Cydan is a collaborative team of scientists and entrepreneurs experienced in orphan drug development.
Cydan is the first orphan drug accelerator dedicated to advancing therapies that improve the lives of patients with rare genetic diseases. We are doing this because there are more than 7,000 rare diseases, with approximately 400 approved treatments. That’s not good enough.
We are a collaborative team of scientists and entrepreneurs with comprehensive expertise in drug and business development. We conceived of Cydan in 2012 and launched the company in 2013, assembling a team of drug hunters with extensive drug discovery, clinical development and business development experience. In early 2015, we launched our first new company – Vtesse – which is developing drugs for Niemann-Pick Disease Type C (NPC) and other rare, severe diseases with great unmet need. One year after launching Vtesse, we created Imara to develop IMR-687, a novel treatment for people living with sickle cell disease. In 2018 and 2019, we anticipate launching several more new companies.

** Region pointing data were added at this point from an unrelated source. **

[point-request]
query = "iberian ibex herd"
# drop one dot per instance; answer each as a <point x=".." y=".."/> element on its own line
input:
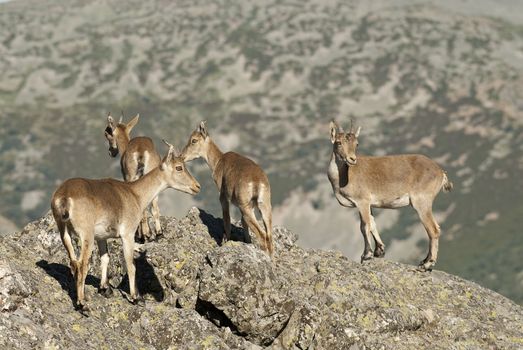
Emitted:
<point x="96" y="210"/>
<point x="385" y="182"/>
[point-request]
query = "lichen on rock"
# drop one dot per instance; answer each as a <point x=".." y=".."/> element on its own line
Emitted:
<point x="200" y="295"/>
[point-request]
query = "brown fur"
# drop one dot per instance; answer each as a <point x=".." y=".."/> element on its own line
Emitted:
<point x="138" y="157"/>
<point x="385" y="182"/>
<point x="96" y="210"/>
<point x="240" y="181"/>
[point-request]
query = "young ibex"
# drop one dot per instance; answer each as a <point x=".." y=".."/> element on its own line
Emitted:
<point x="240" y="181"/>
<point x="138" y="157"/>
<point x="100" y="209"/>
<point x="385" y="182"/>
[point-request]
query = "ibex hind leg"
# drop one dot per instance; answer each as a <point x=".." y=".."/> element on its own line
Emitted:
<point x="87" y="242"/>
<point x="424" y="210"/>
<point x="251" y="222"/>
<point x="226" y="218"/>
<point x="379" y="246"/>
<point x="155" y="209"/>
<point x="266" y="214"/>
<point x="64" y="229"/>
<point x="365" y="227"/>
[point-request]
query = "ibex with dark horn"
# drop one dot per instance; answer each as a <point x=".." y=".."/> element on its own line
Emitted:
<point x="240" y="181"/>
<point x="385" y="182"/>
<point x="96" y="210"/>
<point x="138" y="157"/>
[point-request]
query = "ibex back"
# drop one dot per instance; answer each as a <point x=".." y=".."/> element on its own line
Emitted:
<point x="138" y="157"/>
<point x="385" y="182"/>
<point x="240" y="181"/>
<point x="108" y="208"/>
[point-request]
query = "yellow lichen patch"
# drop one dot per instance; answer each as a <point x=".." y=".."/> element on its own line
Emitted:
<point x="208" y="342"/>
<point x="516" y="340"/>
<point x="178" y="265"/>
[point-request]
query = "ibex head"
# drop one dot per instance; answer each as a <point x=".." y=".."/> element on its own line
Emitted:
<point x="344" y="143"/>
<point x="118" y="134"/>
<point x="198" y="143"/>
<point x="176" y="174"/>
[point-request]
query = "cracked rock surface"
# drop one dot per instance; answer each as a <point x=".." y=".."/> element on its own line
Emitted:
<point x="199" y="295"/>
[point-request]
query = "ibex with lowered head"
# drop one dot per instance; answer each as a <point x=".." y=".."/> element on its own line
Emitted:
<point x="100" y="209"/>
<point x="240" y="181"/>
<point x="138" y="157"/>
<point x="385" y="182"/>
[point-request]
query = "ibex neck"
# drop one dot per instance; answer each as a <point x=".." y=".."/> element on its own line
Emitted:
<point x="148" y="187"/>
<point x="213" y="155"/>
<point x="338" y="172"/>
<point x="122" y="142"/>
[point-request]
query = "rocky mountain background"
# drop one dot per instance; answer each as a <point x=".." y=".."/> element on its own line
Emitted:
<point x="439" y="78"/>
<point x="199" y="295"/>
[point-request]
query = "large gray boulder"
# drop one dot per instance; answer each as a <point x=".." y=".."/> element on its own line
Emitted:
<point x="199" y="295"/>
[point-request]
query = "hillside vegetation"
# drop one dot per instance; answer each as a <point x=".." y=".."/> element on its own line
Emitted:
<point x="268" y="76"/>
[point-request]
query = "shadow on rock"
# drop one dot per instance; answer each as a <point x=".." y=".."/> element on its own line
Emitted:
<point x="146" y="280"/>
<point x="216" y="229"/>
<point x="62" y="274"/>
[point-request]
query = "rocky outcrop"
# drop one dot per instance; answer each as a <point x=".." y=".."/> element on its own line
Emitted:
<point x="199" y="295"/>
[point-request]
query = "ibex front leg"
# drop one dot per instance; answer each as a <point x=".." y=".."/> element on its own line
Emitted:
<point x="128" y="252"/>
<point x="365" y="227"/>
<point x="104" y="288"/>
<point x="226" y="217"/>
<point x="156" y="215"/>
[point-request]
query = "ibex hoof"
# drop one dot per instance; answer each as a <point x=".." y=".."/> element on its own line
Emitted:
<point x="366" y="256"/>
<point x="83" y="309"/>
<point x="159" y="234"/>
<point x="426" y="265"/>
<point x="106" y="292"/>
<point x="139" y="301"/>
<point x="379" y="252"/>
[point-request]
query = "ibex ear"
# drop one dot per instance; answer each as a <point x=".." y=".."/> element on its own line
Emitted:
<point x="170" y="155"/>
<point x="132" y="123"/>
<point x="110" y="121"/>
<point x="334" y="130"/>
<point x="202" y="129"/>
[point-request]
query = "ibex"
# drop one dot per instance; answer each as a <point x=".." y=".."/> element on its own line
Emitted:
<point x="240" y="181"/>
<point x="138" y="157"/>
<point x="107" y="208"/>
<point x="385" y="182"/>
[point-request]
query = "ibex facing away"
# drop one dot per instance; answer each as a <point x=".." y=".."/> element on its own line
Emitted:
<point x="385" y="182"/>
<point x="138" y="157"/>
<point x="100" y="209"/>
<point x="240" y="181"/>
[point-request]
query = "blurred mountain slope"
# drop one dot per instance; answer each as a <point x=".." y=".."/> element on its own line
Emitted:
<point x="445" y="81"/>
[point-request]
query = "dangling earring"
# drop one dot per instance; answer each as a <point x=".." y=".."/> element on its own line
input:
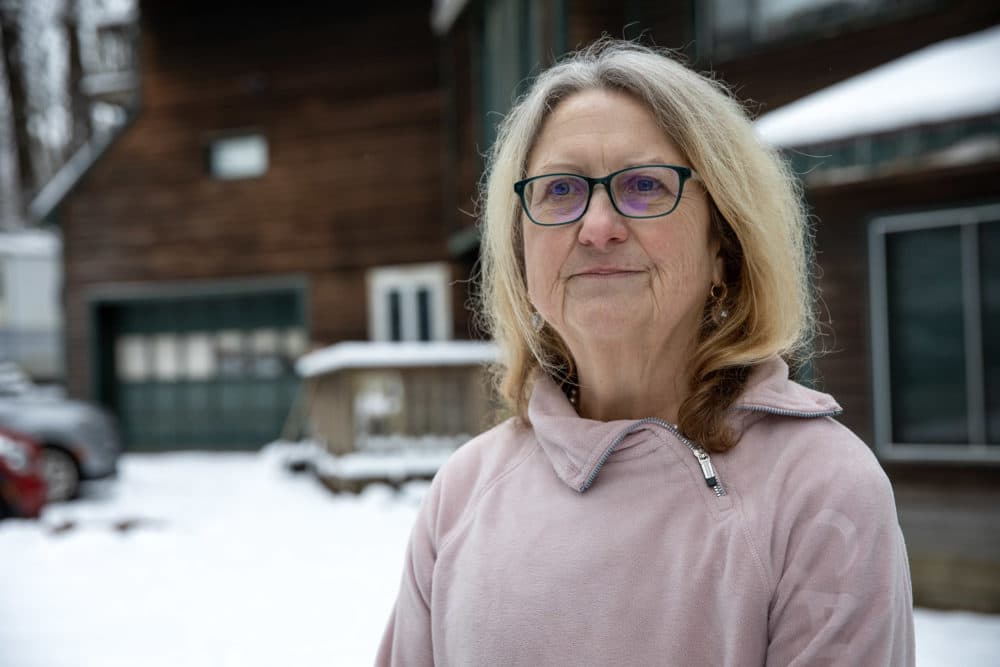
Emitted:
<point x="719" y="311"/>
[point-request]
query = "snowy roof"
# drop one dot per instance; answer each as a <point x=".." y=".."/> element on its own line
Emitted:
<point x="393" y="355"/>
<point x="945" y="81"/>
<point x="33" y="243"/>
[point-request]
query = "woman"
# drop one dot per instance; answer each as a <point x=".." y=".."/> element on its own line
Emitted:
<point x="665" y="494"/>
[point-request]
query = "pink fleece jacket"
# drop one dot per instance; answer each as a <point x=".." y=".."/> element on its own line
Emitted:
<point x="576" y="542"/>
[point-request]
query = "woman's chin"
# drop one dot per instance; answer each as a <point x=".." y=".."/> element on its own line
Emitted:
<point x="609" y="322"/>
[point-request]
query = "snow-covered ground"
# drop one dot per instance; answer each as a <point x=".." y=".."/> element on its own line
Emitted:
<point x="227" y="559"/>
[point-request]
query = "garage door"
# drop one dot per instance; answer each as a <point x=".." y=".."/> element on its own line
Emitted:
<point x="205" y="372"/>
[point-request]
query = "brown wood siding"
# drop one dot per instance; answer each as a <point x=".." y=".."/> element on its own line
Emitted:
<point x="350" y="103"/>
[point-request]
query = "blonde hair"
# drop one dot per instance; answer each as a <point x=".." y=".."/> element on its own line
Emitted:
<point x="756" y="212"/>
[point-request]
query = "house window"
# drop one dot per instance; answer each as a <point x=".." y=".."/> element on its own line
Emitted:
<point x="516" y="37"/>
<point x="735" y="26"/>
<point x="936" y="333"/>
<point x="409" y="303"/>
<point x="235" y="157"/>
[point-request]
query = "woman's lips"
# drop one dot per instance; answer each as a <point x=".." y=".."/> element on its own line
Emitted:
<point x="606" y="272"/>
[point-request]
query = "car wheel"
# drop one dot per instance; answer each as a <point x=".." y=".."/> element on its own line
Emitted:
<point x="61" y="474"/>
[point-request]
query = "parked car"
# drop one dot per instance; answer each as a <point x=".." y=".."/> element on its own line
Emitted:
<point x="79" y="441"/>
<point x="22" y="486"/>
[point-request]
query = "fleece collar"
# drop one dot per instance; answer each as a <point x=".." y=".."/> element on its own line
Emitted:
<point x="577" y="447"/>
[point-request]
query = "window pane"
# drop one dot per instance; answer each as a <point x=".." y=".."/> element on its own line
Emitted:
<point x="166" y="357"/>
<point x="238" y="157"/>
<point x="132" y="359"/>
<point x="229" y="348"/>
<point x="267" y="362"/>
<point x="200" y="356"/>
<point x="423" y="314"/>
<point x="926" y="337"/>
<point x="989" y="249"/>
<point x="395" y="316"/>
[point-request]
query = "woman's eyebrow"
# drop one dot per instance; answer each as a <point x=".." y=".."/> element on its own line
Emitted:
<point x="574" y="168"/>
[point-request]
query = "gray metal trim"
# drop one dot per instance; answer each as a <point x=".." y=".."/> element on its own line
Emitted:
<point x="975" y="381"/>
<point x="132" y="291"/>
<point x="879" y="304"/>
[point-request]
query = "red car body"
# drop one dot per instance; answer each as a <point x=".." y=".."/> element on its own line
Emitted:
<point x="22" y="487"/>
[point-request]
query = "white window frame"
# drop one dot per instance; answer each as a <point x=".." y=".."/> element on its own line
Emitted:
<point x="968" y="219"/>
<point x="238" y="156"/>
<point x="407" y="279"/>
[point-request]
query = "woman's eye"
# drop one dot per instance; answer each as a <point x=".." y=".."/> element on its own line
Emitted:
<point x="645" y="184"/>
<point x="560" y="188"/>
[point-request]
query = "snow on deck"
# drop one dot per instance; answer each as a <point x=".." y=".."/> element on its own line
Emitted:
<point x="949" y="80"/>
<point x="359" y="354"/>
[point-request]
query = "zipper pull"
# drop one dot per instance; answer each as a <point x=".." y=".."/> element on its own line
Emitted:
<point x="706" y="467"/>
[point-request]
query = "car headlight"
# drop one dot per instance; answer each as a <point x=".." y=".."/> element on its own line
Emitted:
<point x="14" y="453"/>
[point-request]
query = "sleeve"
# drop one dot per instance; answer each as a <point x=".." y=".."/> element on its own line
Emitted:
<point x="407" y="637"/>
<point x="843" y="593"/>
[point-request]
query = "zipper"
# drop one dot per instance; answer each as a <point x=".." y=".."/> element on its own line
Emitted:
<point x="704" y="461"/>
<point x="781" y="412"/>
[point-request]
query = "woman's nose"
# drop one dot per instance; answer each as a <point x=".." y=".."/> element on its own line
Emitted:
<point x="602" y="226"/>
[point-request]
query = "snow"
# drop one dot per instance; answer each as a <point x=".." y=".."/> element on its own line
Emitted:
<point x="360" y="354"/>
<point x="219" y="559"/>
<point x="33" y="243"/>
<point x="945" y="81"/>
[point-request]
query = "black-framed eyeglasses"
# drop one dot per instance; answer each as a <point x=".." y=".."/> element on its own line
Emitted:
<point x="645" y="191"/>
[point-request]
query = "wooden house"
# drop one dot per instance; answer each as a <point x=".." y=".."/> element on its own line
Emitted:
<point x="278" y="188"/>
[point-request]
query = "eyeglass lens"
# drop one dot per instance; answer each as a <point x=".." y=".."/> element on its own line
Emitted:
<point x="638" y="192"/>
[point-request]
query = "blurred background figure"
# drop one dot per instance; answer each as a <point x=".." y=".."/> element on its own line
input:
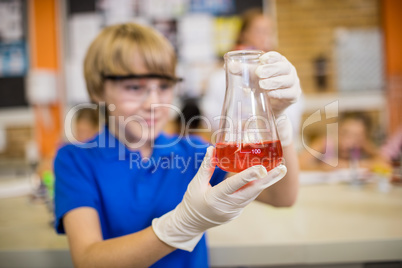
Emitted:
<point x="256" y="32"/>
<point x="86" y="124"/>
<point x="355" y="145"/>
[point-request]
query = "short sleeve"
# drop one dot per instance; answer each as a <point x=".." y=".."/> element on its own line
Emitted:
<point x="74" y="184"/>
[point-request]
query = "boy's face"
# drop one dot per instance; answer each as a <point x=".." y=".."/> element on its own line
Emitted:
<point x="137" y="107"/>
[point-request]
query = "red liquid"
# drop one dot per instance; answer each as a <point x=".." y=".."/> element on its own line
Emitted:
<point x="234" y="157"/>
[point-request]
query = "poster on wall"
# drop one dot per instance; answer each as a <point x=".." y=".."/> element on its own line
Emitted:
<point x="13" y="52"/>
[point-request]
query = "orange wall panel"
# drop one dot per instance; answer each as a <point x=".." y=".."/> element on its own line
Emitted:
<point x="44" y="32"/>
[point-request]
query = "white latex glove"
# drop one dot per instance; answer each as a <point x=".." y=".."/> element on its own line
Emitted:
<point x="204" y="206"/>
<point x="279" y="77"/>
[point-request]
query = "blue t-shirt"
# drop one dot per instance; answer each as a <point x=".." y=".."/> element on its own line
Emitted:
<point x="128" y="191"/>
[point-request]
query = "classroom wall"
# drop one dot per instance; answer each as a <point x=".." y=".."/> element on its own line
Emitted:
<point x="306" y="30"/>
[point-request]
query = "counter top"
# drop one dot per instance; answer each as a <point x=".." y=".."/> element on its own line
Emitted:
<point x="328" y="224"/>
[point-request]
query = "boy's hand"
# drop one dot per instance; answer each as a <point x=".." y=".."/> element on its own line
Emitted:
<point x="204" y="206"/>
<point x="279" y="78"/>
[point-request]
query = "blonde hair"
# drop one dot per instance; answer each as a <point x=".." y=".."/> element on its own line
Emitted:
<point x="117" y="50"/>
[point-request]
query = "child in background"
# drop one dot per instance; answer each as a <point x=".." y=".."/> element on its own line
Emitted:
<point x="354" y="144"/>
<point x="135" y="197"/>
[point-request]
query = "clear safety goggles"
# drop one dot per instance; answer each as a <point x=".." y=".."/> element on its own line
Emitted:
<point x="138" y="87"/>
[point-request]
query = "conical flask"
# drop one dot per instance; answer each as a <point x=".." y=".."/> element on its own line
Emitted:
<point x="247" y="134"/>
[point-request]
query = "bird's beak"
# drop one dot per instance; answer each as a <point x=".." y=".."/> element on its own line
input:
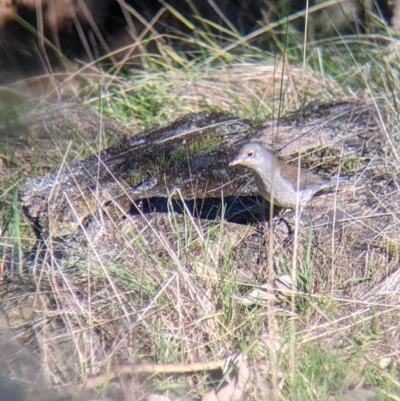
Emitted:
<point x="235" y="161"/>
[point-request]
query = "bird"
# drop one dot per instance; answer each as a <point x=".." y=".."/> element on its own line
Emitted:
<point x="290" y="186"/>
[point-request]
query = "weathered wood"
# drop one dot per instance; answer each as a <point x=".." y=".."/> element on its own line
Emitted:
<point x="188" y="159"/>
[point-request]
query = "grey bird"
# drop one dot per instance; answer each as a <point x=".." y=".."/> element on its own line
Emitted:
<point x="270" y="173"/>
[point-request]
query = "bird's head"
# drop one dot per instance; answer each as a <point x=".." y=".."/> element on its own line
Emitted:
<point x="253" y="156"/>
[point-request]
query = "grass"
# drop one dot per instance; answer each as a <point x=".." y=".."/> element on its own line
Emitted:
<point x="137" y="293"/>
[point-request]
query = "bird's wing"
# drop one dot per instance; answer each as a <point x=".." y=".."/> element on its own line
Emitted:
<point x="307" y="178"/>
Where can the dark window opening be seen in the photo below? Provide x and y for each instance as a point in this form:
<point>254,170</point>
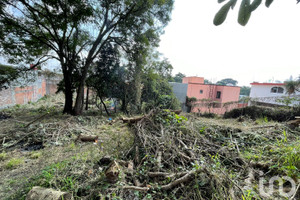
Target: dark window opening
<point>216,105</point>
<point>280,90</point>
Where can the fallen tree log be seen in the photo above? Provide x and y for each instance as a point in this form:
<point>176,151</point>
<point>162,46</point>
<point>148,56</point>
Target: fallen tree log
<point>139,118</point>
<point>165,174</point>
<point>87,138</point>
<point>294,123</point>
<point>144,189</point>
<point>39,193</point>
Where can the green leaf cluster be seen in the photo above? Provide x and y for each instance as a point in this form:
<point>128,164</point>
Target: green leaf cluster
<point>245,10</point>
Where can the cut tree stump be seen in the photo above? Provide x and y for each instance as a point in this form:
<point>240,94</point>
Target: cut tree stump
<point>112,173</point>
<point>39,193</point>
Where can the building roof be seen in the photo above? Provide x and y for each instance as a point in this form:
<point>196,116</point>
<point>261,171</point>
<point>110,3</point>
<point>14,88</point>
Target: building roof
<point>256,83</point>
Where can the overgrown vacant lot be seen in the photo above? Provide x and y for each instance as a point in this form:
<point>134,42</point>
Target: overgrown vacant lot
<point>161,156</point>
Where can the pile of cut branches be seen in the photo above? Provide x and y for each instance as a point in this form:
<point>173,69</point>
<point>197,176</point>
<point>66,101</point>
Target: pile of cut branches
<point>176,158</point>
<point>173,159</point>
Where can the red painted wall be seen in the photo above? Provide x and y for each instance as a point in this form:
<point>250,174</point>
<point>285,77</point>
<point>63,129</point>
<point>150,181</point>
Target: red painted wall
<point>23,95</point>
<point>228,94</point>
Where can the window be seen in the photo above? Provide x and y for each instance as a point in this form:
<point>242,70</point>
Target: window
<point>280,90</point>
<point>277,90</point>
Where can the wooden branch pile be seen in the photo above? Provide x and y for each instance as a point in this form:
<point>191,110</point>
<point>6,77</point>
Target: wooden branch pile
<point>168,157</point>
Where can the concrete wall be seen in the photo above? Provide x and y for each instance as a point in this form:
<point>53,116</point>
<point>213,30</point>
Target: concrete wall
<point>193,79</point>
<point>17,94</point>
<point>209,92</point>
<point>180,91</point>
<point>195,87</point>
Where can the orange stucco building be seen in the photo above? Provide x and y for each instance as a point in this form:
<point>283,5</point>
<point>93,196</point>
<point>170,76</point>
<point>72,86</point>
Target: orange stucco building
<point>210,97</point>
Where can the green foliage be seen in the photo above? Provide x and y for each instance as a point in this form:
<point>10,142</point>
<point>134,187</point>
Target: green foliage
<point>178,77</point>
<point>222,13</point>
<point>157,92</point>
<point>288,157</point>
<point>75,33</point>
<point>208,115</point>
<point>255,112</point>
<point>245,10</point>
<point>3,156</point>
<point>262,120</point>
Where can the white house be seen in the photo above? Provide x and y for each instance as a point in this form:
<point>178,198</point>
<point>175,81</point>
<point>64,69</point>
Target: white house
<point>271,94</point>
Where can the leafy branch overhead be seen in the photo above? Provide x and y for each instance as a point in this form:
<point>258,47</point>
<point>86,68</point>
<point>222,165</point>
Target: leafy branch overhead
<point>246,8</point>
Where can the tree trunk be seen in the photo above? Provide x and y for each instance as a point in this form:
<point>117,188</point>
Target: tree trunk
<point>87,99</point>
<point>104,105</point>
<point>124,105</point>
<point>68,95</point>
<point>79,99</point>
<point>138,87</point>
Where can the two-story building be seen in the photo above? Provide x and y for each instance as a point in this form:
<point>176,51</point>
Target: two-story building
<point>270,94</point>
<point>210,97</point>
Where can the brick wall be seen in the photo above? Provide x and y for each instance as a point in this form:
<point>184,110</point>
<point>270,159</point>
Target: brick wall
<point>31,93</point>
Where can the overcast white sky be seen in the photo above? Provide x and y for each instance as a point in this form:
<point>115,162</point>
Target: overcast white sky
<point>267,49</point>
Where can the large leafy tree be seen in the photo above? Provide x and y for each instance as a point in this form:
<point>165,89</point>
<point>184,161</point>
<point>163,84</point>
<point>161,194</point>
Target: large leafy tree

Cydan starts with a compelling scientific idea or promising drug candidate from collaborators in academia and industry, and then efficiently advances therapies through pre-clinical R&D to enable the establishment of an independent company to accelerate such therapy through clinical, regulatory and commercial development and ultimately to patients.
Cydan’s experience creating new companies and access to capital is a key advantage. We are financed by leading life sciences investors, New Enterprise Associates, Pfizer Venture Investments, Lundbeckfond Ventures, Longitude Capital and Alexandria Venture Investments.
The Cydan accelerator is based in Technology Square in Cambridge, MA.